Optimising Celery Performance: A Guide to Load Testing with Locust.io

Bjoern StielBjoern Stiel
4 min read

Load testing is a way to determine the capacity, stability and response times of your application.

During a load test, some specialised load testing software simulates demand on your app by spawning concurrent users and collects metrics such as response times and error rates.

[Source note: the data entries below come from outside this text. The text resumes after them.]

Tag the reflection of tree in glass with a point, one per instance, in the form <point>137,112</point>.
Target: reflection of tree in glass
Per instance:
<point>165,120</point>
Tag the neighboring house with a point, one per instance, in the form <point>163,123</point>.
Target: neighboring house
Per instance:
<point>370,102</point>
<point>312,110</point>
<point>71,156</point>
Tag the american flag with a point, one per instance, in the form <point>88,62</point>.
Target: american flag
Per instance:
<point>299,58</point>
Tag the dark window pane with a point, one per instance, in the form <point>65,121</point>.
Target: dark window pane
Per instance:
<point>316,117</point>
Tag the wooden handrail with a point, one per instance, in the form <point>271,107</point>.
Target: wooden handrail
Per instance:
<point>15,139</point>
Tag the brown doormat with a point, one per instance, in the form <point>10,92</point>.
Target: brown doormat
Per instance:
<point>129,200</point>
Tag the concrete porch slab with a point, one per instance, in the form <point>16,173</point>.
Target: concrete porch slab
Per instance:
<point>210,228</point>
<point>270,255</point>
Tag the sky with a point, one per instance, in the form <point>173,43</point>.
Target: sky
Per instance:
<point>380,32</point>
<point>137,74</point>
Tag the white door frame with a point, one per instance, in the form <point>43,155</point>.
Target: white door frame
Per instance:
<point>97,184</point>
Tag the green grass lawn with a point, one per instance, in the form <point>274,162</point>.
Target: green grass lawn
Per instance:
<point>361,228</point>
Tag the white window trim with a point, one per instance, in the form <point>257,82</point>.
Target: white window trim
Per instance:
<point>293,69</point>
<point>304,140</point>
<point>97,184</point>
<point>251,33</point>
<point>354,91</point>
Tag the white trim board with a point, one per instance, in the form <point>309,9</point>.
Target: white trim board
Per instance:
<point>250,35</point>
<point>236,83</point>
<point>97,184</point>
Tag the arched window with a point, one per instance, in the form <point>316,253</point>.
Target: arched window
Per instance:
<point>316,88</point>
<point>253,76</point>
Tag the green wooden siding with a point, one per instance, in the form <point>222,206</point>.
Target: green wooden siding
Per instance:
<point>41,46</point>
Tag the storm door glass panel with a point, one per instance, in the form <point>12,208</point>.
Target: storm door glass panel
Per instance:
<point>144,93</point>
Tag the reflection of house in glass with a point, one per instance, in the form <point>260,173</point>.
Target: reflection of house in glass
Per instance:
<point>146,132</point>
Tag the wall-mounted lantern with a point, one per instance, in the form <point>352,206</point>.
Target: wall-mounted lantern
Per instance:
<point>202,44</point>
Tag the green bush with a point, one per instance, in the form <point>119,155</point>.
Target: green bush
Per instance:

These metrics show you a picture of how many concurrent requests your application can handle and help you identify and address bottlenecks.

Locust

Locust is an open-source, Python-based load-testing tool. Locust is scriptable, developer-friendly and includes an easy-to-use web user interface. Locust (version 2.15.1) requires Python 3.7 or newer. Install the locust package with pip and verify your locust installation:

$ pip install locust
$ locust -V

First steps with Locust

Similar to Python unit tests, Locust test cases are scripted in plain Python code and go into a special file,locustfile.py. Let's say we wanted to load-test an app that exposes these two REST endpoints:

  • GET /

  • GET /users

# loucstfile.py
from locust import HttpUser, task

class APIClient(HttpUser):

    @task
    def test_home(self):
        self.client.get("/")

    @task
    def test_users(self):
        self.client.get("/users")

A Locust test class always inherits fromlocust.User. In this case, I use the specialisedlocust.HttpUser, which provides support for HTTP-based load tests. I write one method for each endpoint. Save to locustfile.py and start Locus like so:

$ locust --host=http://localhost:8000 --users=50 --spawn-rate=10 --autostart

Locust runs the two test cases APIClient.test_home and APIClient.test_users against http://localhost:8000/ and http://localhost:8000/users respectively, spawning 10 new users per second (spawn-rate) until it reaches a total number of 50 concurrent users.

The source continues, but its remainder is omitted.